Galena skakmat, tak bisa membalas ucapan Lili barusan. Ia menaik napasnya dalam-dalam kemudian tangan kanannya terangkat dan menunjuk pntu kamarnya.

"Get Out!" desis Galena tajam.

"GLEN!" bentak Lili.

"GET OUT FROM MY ROOM, LILI!" Sekarang, giliran Galena yang berteriak.

Lili menatap kakaknya dengan tatapan tak percaya, karena baru kali ini Galena membentak sekaligus mengusirnya. Tanpa mengatakan apapun lagi, Lili langsung keluar dari kamar Galena dengan perasaan berkecamuk. Galena menghela napasnya perlahan, semua kejadian hari ini benar-benar membuatnya lelah baik secara fisik maupun batin.

Galena merogoh kantong ranselnya kemudian menghubungi nomor ponsel Monica, panggilan pertama tak di jawab begitu juga dengan panggilan selanjutnya. Tanpa membuang waktu dulu untuk membersihkan diri, dengan masih menggunakan seragam sekolah Galena keluar dari kamarnya menuju kamar Monica. Ia menarik napasnya dalam-dalam sebelum mengetuk pintu kamar Monica sebanyak tiga kali.

Tok tok tok

Sekitar 5 detik Galena menunggu di depan pintu kemudian di bukalah pintu kamar Monica, ternyata ibunya sudah pulang ke rumah. Karena pakaian Monica masih menggunakan pakaian formal Galena yakin jika Monica belum lama kembali.

"Divorce?" sindir Galena tanpa basa-basi. Monica terlihat tegang ketika Galena membahas soal itu, tak perlu menunggu lama untuk Monica menyesuaikan diri kembali seolah itu bukanlah masalah besar.

"Apa maksudnya?" tanya Galena tanpa basa-basi.

"Apa? Apa penyebabnya?"

Monica tersenyum masam, "Bukannnya semua sudah jelas untuk berakhir?"

"Glen udah dewasa mam, setidaknya kasih Glen penjelasan,"

"Untuk apa? Tumben banget kamu penasaran sama urusan orang lain,"

"Mama bukan orang lain, mama itu ibu aku!" sentak Galena. Rasanya seolah-olah dirinya bukanlah anak dari Monica.

"Tugas kamu hanya belajar dan mendapatkan peringkat pertama di sekolah. Bukannya kamu emang biasanya gak peduli dengan urusan orang lain? Kamu selalu bersikap cuek dan gak peduli."

Galena tak bergeming, karena alasan inilah Galena selalu menghindari kontak dengan kedua orang tuanya. Monica, sang ibu yang selalu tidak memperdulikannya dan Ryan, ayahnya yang selalu berbicara formal kepadanya. Perlakuan kedua orang tuannya seakan Galena adalah orang asing di keluarga ini.

Demi tuhan, seiblis apapun sifat Galena tak akan bisa membohongi fakta jika Galena hanyalah gadis biasa yang baru menginjak dewasa. Sama seperti gadis lainnya yang selalu ingin bersenang-senang dan membutuhkan kasih sayang kedua orang tuanya. Cinta sungguh membuat Galena takut, cinta begitu mengerikan di mata Galena.
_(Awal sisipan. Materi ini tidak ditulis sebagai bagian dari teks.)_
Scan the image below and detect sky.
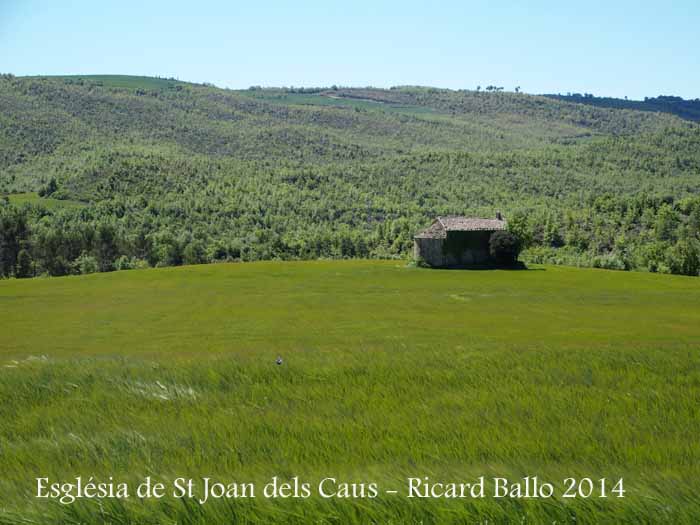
[0,0,700,99]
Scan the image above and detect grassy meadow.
[0,261,700,524]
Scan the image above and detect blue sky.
[0,0,700,99]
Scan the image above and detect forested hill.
[543,93,700,122]
[0,75,700,276]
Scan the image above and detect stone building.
[413,213,507,267]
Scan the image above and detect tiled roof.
[416,216,507,239]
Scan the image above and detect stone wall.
[413,231,494,267]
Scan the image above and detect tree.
[489,230,521,266]
[96,223,118,272]
[15,248,34,279]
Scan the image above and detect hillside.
[0,75,700,276]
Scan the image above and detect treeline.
[0,76,700,277]
[0,188,700,277]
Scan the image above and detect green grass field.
[0,261,700,524]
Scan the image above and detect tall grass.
[0,262,700,524]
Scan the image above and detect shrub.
[15,248,34,279]
[73,252,100,275]
[489,230,521,266]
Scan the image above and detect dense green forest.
[0,75,700,277]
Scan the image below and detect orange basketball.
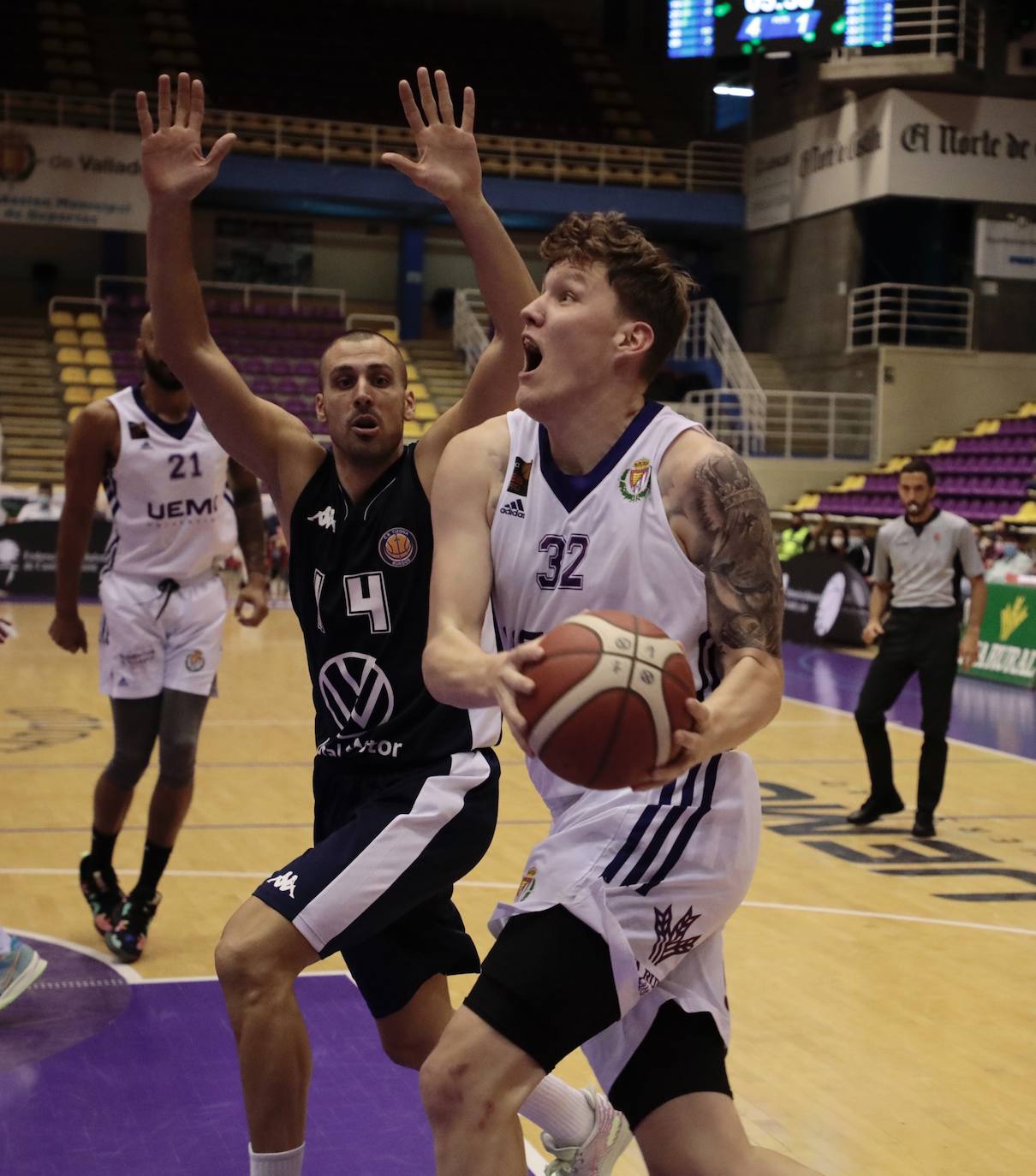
[517,610,695,788]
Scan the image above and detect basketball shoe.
[0,935,47,1009]
[79,854,126,938]
[539,1090,633,1176]
[104,894,163,963]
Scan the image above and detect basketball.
[517,610,695,788]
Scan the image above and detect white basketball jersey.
[101,387,237,584]
[491,402,718,808]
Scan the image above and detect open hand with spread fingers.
[380,66,482,205]
[136,73,236,204]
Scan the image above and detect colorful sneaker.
[104,894,163,963]
[541,1090,633,1176]
[0,935,47,1009]
[79,854,126,938]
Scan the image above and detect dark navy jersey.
[289,446,501,775]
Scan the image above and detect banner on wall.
[975,217,1036,282]
[0,122,147,233]
[746,89,1036,229]
[0,519,111,600]
[781,551,870,645]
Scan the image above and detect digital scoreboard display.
[668,0,894,57]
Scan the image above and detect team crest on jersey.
[378,527,418,568]
[618,457,652,502]
[514,865,536,902]
[507,457,533,495]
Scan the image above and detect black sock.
[89,829,119,869]
[130,840,173,902]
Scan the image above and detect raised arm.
[649,433,784,783]
[136,73,324,526]
[50,401,119,654]
[382,66,536,481]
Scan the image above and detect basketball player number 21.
[536,535,590,591]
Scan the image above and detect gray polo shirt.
[873,510,983,608]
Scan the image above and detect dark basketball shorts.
[465,906,730,1129]
[254,749,500,1018]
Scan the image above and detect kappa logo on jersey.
[618,457,652,502]
[378,527,418,568]
[507,457,533,496]
[306,507,335,531]
[265,870,299,899]
[318,653,395,733]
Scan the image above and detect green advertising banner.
[966,584,1036,689]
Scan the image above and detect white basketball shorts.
[98,572,227,698]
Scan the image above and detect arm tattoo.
[686,448,784,657]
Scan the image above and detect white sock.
[520,1073,594,1148]
[248,1143,306,1176]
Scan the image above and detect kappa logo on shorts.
[378,527,418,568]
[265,870,299,899]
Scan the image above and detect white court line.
[0,865,1036,935]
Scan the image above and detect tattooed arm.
[648,433,784,784]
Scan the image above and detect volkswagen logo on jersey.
[378,527,418,568]
[318,653,395,732]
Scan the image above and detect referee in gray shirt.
[846,459,985,837]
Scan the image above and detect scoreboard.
[668,0,894,57]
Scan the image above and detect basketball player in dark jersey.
[138,69,629,1176]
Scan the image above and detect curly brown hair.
[539,213,699,380]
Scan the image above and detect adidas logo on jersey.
[306,507,335,531]
[265,870,299,899]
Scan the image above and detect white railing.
[453,289,489,375]
[673,298,761,392]
[846,282,975,352]
[93,274,346,322]
[832,0,985,69]
[669,388,876,461]
[0,89,744,192]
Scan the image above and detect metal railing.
[832,0,985,69]
[673,298,761,392]
[0,89,744,192]
[93,274,346,322]
[846,282,975,352]
[669,388,876,461]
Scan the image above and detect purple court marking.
[784,641,1036,760]
[0,938,434,1176]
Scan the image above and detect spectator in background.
[18,482,61,522]
[986,534,1033,584]
[777,510,813,563]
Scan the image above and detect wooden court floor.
[0,604,1036,1176]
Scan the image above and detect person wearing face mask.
[18,482,61,522]
[986,535,1033,584]
[846,459,985,837]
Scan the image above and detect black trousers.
[856,608,960,815]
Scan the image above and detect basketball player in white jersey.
[421,213,823,1176]
[51,314,267,963]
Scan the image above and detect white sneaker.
[541,1090,633,1176]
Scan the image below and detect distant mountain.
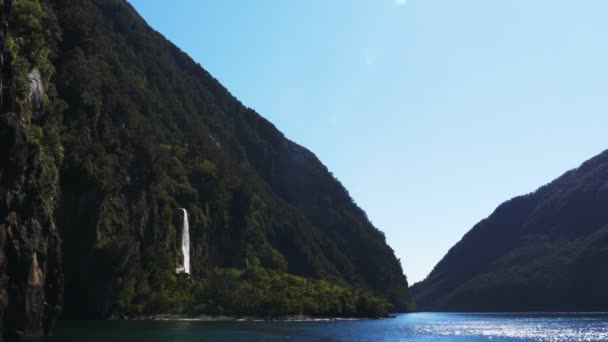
[0,0,413,336]
[412,151,608,311]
Galena menghela napasnya perlahan berusaha agar suasana hatinya tidak memburuk, kemudian ia tersenyum paksa. "Oke, apapun alasannya perceraian kalian. Glen gak akan pernah peduli lagi," tukasnya dingin.
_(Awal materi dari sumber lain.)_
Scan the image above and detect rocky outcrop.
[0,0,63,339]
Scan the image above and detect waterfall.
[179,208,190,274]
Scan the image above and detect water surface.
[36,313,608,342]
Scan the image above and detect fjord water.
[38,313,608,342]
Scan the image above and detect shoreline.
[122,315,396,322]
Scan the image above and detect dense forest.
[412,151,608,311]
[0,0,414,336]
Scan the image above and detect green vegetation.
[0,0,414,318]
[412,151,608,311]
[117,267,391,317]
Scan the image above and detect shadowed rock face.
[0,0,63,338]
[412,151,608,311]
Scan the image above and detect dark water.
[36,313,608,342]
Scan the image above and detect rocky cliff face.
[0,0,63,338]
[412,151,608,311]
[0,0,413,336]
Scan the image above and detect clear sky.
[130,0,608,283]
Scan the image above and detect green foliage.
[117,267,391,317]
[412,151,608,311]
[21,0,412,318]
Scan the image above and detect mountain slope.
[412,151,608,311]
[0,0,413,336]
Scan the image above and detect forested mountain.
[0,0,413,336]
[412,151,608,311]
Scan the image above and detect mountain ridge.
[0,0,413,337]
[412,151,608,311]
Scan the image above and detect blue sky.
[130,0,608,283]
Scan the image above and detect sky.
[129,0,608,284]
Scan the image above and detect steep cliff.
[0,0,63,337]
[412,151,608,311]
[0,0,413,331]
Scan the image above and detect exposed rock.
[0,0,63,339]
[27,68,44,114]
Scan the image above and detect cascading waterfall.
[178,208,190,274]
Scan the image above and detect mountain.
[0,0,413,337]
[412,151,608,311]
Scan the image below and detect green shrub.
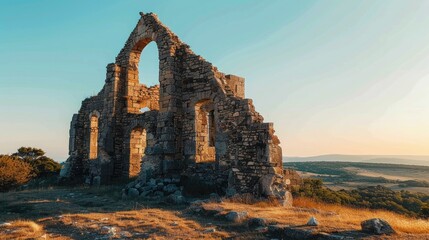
[12,147,61,177]
[292,178,429,218]
[0,155,32,192]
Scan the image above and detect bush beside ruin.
[0,155,33,192]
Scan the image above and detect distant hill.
[283,154,429,166]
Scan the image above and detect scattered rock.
[201,206,225,216]
[166,194,186,205]
[153,191,164,197]
[225,188,237,197]
[210,193,222,203]
[225,211,247,223]
[307,217,319,226]
[360,218,395,235]
[162,184,179,193]
[268,225,315,239]
[101,226,117,236]
[128,188,140,198]
[92,176,101,187]
[119,231,133,238]
[247,218,267,228]
[204,228,216,233]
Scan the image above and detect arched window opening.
[138,42,159,87]
[140,107,150,113]
[126,39,160,114]
[195,100,216,163]
[89,115,98,159]
[129,127,146,177]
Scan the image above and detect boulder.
[210,193,222,203]
[247,218,267,228]
[166,194,186,205]
[92,176,101,187]
[100,226,117,236]
[225,211,247,223]
[225,188,237,197]
[162,184,179,193]
[360,218,395,235]
[307,217,319,226]
[128,188,140,198]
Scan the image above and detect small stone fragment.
[307,217,319,226]
[361,218,395,235]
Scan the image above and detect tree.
[12,147,61,177]
[0,155,33,192]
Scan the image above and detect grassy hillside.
[284,162,429,193]
[283,154,429,166]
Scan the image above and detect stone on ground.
[225,211,247,223]
[360,218,395,235]
[307,217,319,226]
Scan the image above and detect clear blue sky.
[0,0,429,161]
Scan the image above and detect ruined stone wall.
[61,14,286,202]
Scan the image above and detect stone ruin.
[61,13,291,205]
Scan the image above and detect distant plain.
[284,155,429,194]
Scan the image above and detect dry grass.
[0,187,429,240]
[203,198,429,234]
[294,198,429,234]
[51,208,230,239]
[0,220,45,239]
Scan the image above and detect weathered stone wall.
[63,13,286,202]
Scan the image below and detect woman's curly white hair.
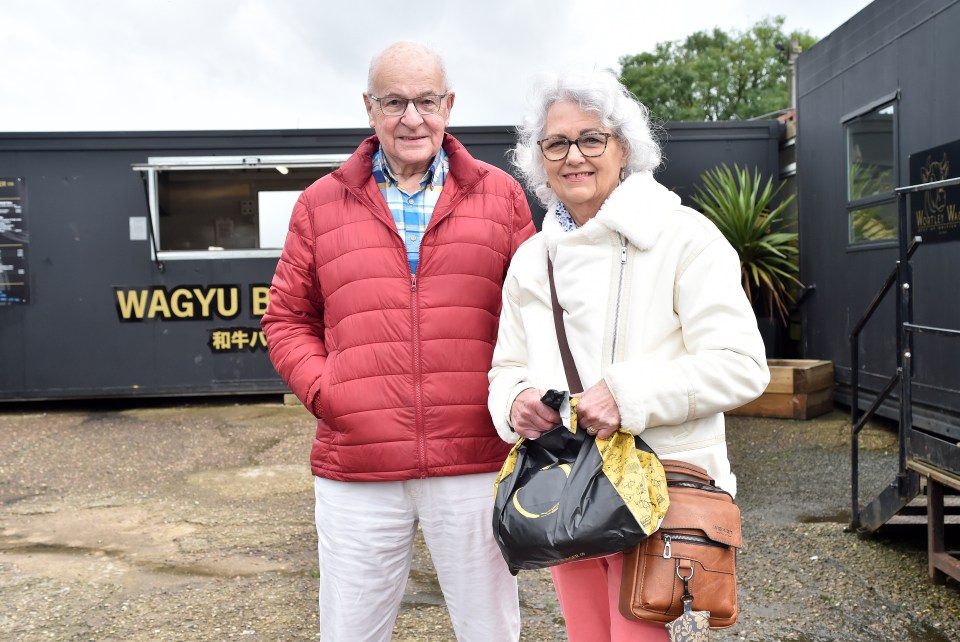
[510,70,662,208]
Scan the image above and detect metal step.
[860,471,926,533]
[885,489,960,526]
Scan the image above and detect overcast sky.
[0,0,870,131]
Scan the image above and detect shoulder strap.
[547,256,583,394]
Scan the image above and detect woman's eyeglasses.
[536,132,614,160]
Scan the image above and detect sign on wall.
[910,140,960,243]
[0,178,30,305]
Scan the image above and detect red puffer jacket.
[262,134,535,481]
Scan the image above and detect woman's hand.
[574,379,620,439]
[510,388,561,439]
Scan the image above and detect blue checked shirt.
[373,148,450,274]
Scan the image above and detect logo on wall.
[909,141,960,243]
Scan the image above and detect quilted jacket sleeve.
[261,194,327,417]
[510,183,537,264]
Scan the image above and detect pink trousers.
[550,553,669,642]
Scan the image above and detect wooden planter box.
[727,359,833,419]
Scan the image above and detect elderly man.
[263,42,534,642]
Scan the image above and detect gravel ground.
[0,399,960,642]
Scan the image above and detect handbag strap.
[547,256,583,394]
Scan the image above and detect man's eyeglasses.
[537,132,614,160]
[370,94,447,116]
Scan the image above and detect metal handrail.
[850,177,960,530]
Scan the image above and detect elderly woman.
[489,72,769,642]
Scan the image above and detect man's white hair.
[367,40,448,94]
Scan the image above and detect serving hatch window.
[133,154,348,260]
[844,102,897,245]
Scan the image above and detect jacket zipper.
[663,534,729,560]
[410,272,427,479]
[610,232,627,365]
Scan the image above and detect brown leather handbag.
[620,459,741,629]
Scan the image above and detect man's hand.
[568,379,620,439]
[510,388,561,439]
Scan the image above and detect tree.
[620,16,816,121]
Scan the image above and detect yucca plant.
[692,164,801,324]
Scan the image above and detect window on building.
[134,154,348,260]
[844,102,897,245]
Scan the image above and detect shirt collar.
[557,201,577,232]
[373,145,449,189]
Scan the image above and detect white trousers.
[314,473,520,642]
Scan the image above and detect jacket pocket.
[317,352,339,428]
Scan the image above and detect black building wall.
[797,0,960,425]
[0,122,781,401]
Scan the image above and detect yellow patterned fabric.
[570,397,670,535]
[494,397,670,535]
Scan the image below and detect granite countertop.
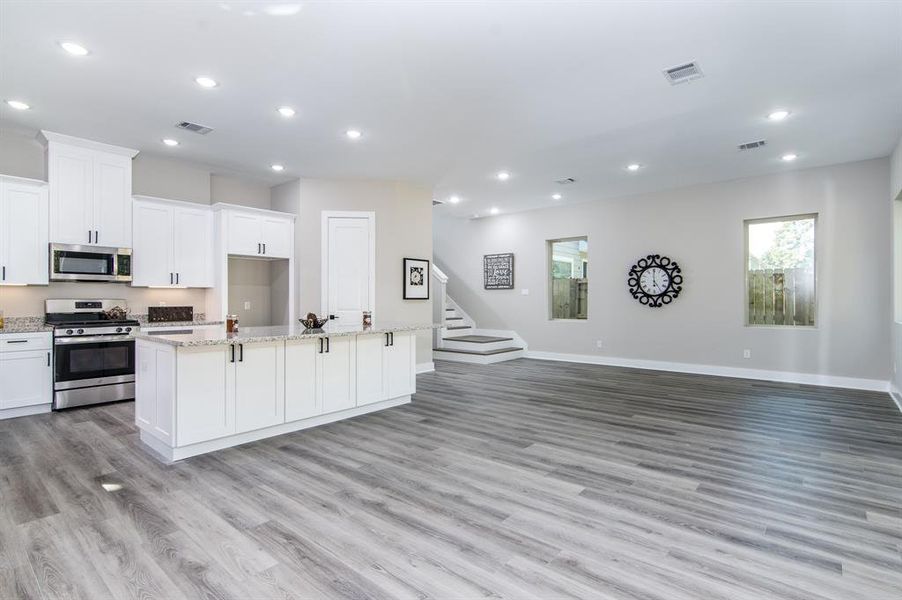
[0,316,53,335]
[136,321,441,347]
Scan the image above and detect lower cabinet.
[0,333,53,417]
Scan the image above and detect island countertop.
[135,321,441,347]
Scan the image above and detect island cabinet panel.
[235,342,285,433]
[285,340,323,422]
[357,333,388,406]
[384,333,416,398]
[316,336,357,413]
[176,345,237,446]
Entah benar atau tidak yang pasti Galena tak pernah bermain-main dengan ucapannya sendiri. Tanpa menunggu jawaban lagi dari Monica, Galena langsung bergegas meninggalkan Monica.

"Pernikahan di atas kertas, hanya untuk suatu tujuan. Ryan telah menemukan pujaan hatinya sendiri. Mau penjelasan apa lagi?"

Galena tidak repot-repot membalikkan badannya hanya sekedar untuk menatap Monica yang sedang menjelaskannya. Sambil memunggungi Monica, Galena tersenyum miring.

"Glen gak peduli, itu bukan urusan Glen." Pekataan dingin yang berasil menusuk relung hati Monica berhasil di ucapkan oleh Galena tanpa menatap lawan bicaranya, setelah itu Galena benar-benar pergi dari hadapan Monica tanpa kembali menengok ke belakang.

Monica yang melihat sikap dingin Galena hanya bisa tersenyum miris menatap putri kesayangannya itu. "I'm so sorry darling." Gumamnya yang hanya bisa di dengar oleh Monica sendiri.

Sampai kapanpun, Galena tidak akan pernah mendengar kata permohonan maaf dari ibunya sendiri.